2. Le bureau d'hygiène et la loi du 15 février 1902

A la fin de l'année 1903, l'adaptation du bureau d'hygiène aux dispositions de la loi de 1902 devient la priorité du docteur Bordier. Le 17 décembre, il remet au maire un projet de réforme du service en lui demandant de le soumettre " le plus tôt possible " 1057 au conseil municipal. On peut s'étonner de la soudaine hâte manifestée par Bordier : il avait déclaré onze mois plus tôt attendre les textes ministériels pour s'atteler à la réorganisation du bureau d'hygiène or, ceux-ci ne sont pas toujours pas intervenus 1058 . L'attitude du médecin est d'autant plus surprenante que, dans son esprit, le règlement du service qu'il propose est provisoire: " Lorsque ce règlement sera voté par le conseil et approuvé par le préfet, nous pourrons alors étudier chacune des principales questions qui rentrent dans nos attributions " 1059 . Comme s'il fallait d'abord arrêter une organisation du bureau d'hygiène pour la discuter ensuite. De plus, celle-ci passe avant la préparation du règlement sanitaire communal, prévu à l'article 1 de la loi, alors que Bordier dispose à ce sujet de toutes les directives centrales nécessaires.

La réponse est contenue dans le même courrier du 17 décembre : " Dès maintenant, il me semble utile de bien préciser le rôle du bureau d'hygiène et cela avant que le département ou l'Etat aient pu le faire, et ce faisant, aient pu (je parle du département ) faire que leur tentative puisse l'amoindrir " 1060 . Le docteur Bordier exprime ainsi une réelle crainte de voir une diminution de l'importance, des compétences et des prérogatives du bureau d'hygiène au profit du département. Le moyen d'y parer consiste alors à fortifier le service en devançant le département et l'Etat.
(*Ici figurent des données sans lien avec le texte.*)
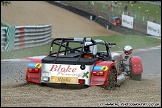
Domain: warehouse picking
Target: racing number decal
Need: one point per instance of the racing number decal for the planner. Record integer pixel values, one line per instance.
(104, 68)
(38, 65)
(86, 74)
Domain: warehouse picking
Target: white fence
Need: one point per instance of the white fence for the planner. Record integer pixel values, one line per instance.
(19, 37)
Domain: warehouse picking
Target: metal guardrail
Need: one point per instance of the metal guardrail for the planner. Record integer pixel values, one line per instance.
(19, 37)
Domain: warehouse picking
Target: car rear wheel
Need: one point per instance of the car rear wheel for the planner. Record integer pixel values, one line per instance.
(111, 83)
(137, 77)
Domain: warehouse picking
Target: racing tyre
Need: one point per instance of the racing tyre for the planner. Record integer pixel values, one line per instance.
(111, 84)
(137, 77)
(41, 84)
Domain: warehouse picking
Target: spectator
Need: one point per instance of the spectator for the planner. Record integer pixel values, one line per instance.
(125, 8)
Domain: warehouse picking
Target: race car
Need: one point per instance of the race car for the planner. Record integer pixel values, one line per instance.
(84, 61)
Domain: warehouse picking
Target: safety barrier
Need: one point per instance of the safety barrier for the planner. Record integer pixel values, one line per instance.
(75, 10)
(19, 37)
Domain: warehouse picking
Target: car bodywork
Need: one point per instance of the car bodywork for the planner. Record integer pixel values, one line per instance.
(83, 61)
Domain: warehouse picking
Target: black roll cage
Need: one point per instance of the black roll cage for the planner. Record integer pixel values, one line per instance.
(60, 42)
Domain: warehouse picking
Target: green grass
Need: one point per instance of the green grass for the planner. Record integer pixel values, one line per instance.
(133, 40)
(154, 12)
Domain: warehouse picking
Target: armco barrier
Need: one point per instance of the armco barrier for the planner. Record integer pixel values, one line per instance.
(103, 22)
(25, 36)
(75, 10)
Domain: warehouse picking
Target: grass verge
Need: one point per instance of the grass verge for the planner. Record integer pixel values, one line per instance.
(133, 40)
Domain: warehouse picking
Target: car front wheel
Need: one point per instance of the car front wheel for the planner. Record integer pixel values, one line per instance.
(111, 83)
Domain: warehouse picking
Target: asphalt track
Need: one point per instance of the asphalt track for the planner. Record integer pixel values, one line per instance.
(14, 70)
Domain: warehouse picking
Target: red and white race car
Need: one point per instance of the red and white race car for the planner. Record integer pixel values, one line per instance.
(84, 61)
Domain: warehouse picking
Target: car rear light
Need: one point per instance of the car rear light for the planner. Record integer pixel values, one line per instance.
(81, 81)
(33, 69)
(100, 73)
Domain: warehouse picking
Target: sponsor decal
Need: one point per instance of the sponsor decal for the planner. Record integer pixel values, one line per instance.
(62, 68)
(100, 68)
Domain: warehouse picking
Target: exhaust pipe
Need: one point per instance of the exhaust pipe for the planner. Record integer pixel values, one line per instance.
(121, 78)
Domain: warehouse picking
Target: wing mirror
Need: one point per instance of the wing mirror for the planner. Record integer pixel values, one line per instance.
(127, 50)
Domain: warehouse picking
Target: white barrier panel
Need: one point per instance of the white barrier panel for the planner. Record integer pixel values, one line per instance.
(27, 36)
(153, 29)
(127, 21)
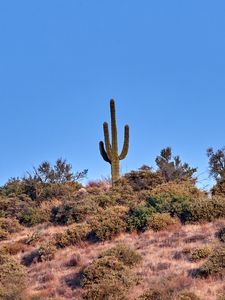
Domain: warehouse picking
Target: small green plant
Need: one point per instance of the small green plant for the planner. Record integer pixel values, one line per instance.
(3, 235)
(215, 265)
(110, 151)
(200, 253)
(159, 221)
(139, 217)
(46, 252)
(221, 234)
(72, 236)
(12, 278)
(10, 225)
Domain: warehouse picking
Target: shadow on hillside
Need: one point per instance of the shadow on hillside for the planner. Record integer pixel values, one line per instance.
(74, 280)
(30, 258)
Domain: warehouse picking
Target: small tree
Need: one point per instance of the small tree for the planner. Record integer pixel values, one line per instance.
(217, 169)
(217, 163)
(61, 172)
(172, 168)
(45, 181)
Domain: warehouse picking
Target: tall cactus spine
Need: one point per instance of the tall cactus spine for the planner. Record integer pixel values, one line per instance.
(109, 151)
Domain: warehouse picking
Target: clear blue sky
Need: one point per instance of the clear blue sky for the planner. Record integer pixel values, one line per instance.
(61, 62)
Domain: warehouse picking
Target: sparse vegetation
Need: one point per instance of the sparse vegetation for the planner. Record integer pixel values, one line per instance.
(154, 235)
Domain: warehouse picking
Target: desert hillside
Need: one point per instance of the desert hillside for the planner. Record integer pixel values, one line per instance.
(153, 235)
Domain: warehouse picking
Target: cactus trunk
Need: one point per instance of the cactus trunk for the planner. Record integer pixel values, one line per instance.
(109, 152)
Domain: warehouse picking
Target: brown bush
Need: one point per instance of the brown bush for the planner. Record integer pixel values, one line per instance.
(200, 253)
(72, 236)
(12, 278)
(215, 265)
(10, 225)
(108, 222)
(160, 221)
(108, 277)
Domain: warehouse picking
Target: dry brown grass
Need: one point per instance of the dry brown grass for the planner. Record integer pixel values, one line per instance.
(166, 261)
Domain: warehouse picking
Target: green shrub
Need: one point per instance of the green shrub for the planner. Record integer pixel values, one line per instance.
(3, 235)
(215, 265)
(13, 248)
(173, 197)
(75, 210)
(160, 221)
(31, 216)
(139, 217)
(46, 252)
(188, 296)
(12, 278)
(123, 253)
(204, 209)
(10, 225)
(109, 276)
(108, 222)
(72, 236)
(144, 179)
(200, 253)
(221, 234)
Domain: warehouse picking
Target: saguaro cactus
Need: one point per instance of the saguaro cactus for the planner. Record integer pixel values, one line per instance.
(109, 152)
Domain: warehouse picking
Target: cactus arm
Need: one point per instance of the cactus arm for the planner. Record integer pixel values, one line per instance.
(126, 143)
(114, 128)
(107, 140)
(103, 152)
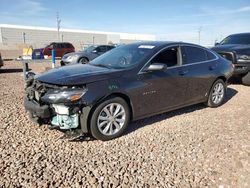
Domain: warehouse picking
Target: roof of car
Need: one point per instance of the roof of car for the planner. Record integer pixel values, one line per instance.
(239, 34)
(162, 43)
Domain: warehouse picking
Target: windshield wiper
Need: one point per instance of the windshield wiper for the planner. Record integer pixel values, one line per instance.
(101, 65)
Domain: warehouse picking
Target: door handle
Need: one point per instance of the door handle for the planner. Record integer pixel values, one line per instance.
(212, 67)
(182, 73)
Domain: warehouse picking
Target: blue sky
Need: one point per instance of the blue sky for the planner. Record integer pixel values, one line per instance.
(177, 20)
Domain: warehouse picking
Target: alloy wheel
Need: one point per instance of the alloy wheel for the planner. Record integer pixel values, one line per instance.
(111, 119)
(218, 93)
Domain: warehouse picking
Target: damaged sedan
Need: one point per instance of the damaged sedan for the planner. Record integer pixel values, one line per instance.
(128, 83)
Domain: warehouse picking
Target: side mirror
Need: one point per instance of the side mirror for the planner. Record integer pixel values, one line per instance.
(156, 67)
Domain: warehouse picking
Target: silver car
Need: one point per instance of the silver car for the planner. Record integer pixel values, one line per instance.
(85, 55)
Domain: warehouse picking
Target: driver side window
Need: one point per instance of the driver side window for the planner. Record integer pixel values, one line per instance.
(168, 57)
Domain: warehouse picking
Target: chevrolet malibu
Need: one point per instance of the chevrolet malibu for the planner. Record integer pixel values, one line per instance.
(128, 83)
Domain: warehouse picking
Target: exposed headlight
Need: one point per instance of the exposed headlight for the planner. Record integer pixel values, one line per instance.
(243, 57)
(64, 95)
(71, 58)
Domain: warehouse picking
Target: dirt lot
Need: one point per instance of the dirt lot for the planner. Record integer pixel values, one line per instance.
(192, 147)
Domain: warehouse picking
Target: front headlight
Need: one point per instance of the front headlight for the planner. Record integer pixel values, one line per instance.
(71, 58)
(243, 58)
(64, 96)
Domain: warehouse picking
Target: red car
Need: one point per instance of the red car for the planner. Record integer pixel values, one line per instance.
(1, 61)
(60, 48)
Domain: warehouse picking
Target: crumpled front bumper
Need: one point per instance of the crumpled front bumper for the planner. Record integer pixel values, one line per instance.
(37, 110)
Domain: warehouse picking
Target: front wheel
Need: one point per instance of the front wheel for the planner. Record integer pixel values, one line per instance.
(246, 79)
(217, 94)
(83, 60)
(110, 119)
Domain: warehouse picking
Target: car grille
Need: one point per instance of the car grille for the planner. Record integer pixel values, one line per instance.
(229, 56)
On peut être néanmoins frappé par le contraste qui existe entre l'esprit général de la loi de 1902, dont l'application repose surtout sur les municipalités, et l'inquiétude d'une trop grande intervention des collectivités départementales et de l'Etat central dans l'organisation du bureau d'hygiène.

Le docteur Bordier ne précise pas en quoi pourraient consister les hypothétiques tentatives d'amoindrissement de l'Etat et du département. Mais il existe deux domaines de compétences que la loi transfère de la commune à l'échelon immédiatement supérieur : la vaccination et l'assainissement des logements insalubres. Il est tout à fait possible que ces dispositions justifient les appréhensions du médecin.
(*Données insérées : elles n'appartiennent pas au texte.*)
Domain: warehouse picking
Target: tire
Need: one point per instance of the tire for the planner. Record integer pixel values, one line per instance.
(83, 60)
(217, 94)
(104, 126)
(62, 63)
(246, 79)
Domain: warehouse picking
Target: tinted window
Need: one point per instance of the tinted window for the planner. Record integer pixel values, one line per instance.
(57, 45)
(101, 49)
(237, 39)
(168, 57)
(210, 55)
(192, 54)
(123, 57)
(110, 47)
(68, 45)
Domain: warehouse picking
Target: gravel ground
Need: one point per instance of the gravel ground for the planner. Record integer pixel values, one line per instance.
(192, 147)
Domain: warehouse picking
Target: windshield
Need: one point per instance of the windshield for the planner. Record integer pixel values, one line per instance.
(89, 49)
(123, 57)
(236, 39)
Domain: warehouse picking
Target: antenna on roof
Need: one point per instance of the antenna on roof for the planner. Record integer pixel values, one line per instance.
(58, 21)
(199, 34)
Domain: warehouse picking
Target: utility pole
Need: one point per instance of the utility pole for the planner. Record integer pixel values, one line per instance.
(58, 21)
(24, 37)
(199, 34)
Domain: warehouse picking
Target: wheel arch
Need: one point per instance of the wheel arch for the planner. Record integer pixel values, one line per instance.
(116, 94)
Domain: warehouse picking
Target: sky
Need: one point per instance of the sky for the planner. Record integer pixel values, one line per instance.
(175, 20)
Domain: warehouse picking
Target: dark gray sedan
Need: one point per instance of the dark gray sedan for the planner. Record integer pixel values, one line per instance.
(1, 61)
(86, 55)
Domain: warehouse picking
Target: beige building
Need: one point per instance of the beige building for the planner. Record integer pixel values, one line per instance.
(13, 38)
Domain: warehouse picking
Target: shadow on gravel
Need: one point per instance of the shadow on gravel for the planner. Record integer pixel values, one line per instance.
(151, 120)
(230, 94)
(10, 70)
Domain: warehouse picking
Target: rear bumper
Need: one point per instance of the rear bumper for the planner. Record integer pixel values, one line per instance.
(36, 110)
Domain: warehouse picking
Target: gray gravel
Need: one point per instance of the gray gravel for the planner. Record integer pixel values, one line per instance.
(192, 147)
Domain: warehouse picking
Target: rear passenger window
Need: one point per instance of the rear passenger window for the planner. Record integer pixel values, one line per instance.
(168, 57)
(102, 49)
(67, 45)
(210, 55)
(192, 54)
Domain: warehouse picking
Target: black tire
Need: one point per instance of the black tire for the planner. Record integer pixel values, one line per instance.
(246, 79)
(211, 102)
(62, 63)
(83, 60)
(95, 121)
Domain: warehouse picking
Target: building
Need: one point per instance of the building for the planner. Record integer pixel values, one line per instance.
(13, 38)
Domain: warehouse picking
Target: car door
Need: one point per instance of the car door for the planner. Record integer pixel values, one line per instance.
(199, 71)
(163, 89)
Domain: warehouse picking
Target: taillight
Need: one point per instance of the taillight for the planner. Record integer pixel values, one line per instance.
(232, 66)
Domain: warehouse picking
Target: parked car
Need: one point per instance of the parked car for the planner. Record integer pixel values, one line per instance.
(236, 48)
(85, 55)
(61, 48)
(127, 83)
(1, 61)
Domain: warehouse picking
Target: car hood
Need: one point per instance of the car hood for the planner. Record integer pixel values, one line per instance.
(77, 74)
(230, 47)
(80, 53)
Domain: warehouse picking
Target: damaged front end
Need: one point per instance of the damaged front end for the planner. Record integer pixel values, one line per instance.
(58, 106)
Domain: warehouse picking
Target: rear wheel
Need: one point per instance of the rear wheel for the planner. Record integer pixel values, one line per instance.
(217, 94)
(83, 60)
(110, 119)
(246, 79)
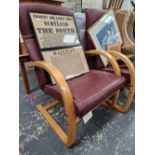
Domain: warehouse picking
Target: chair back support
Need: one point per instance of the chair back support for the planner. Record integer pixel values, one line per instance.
(29, 36)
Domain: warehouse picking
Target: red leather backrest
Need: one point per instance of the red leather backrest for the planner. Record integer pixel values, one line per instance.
(29, 36)
(92, 15)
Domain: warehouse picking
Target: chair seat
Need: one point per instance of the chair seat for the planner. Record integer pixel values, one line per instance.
(124, 72)
(89, 90)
La réorganisation du bureau d'hygiène est très rapide. Le projet de règlement est adopté par la commission des finances le 22 décembre 1903 et voté, sans discussion, par le conseil municipal quatre jours plus tard 1061 .

Notes
1057.

AMG, 5 I 3 : Lettre du docteur Bordier au maire de Grenoble, 17 décembre 1903.

1058.

AMG, 5 I 1 : Rapport du docteur Bordier au maire, 14 janvier 1903. Le règlement d'administration publique sur les bureaux d'hygiène sera pris le 3 juillet 1905.

1059.

AMG, 5 I 3 : Lettre du docteur Bordier au maire de Grenoble, 17 décembre 1903.

1060.

Ibid. Les expressions soulignées le sont par le docteur Bordier.

1061.

AMG, 5 I 3 : Commission des finances, réunion du 22 décembre 1903 et Conseil municipal de Grenoble, séance du 28 décembre 1903.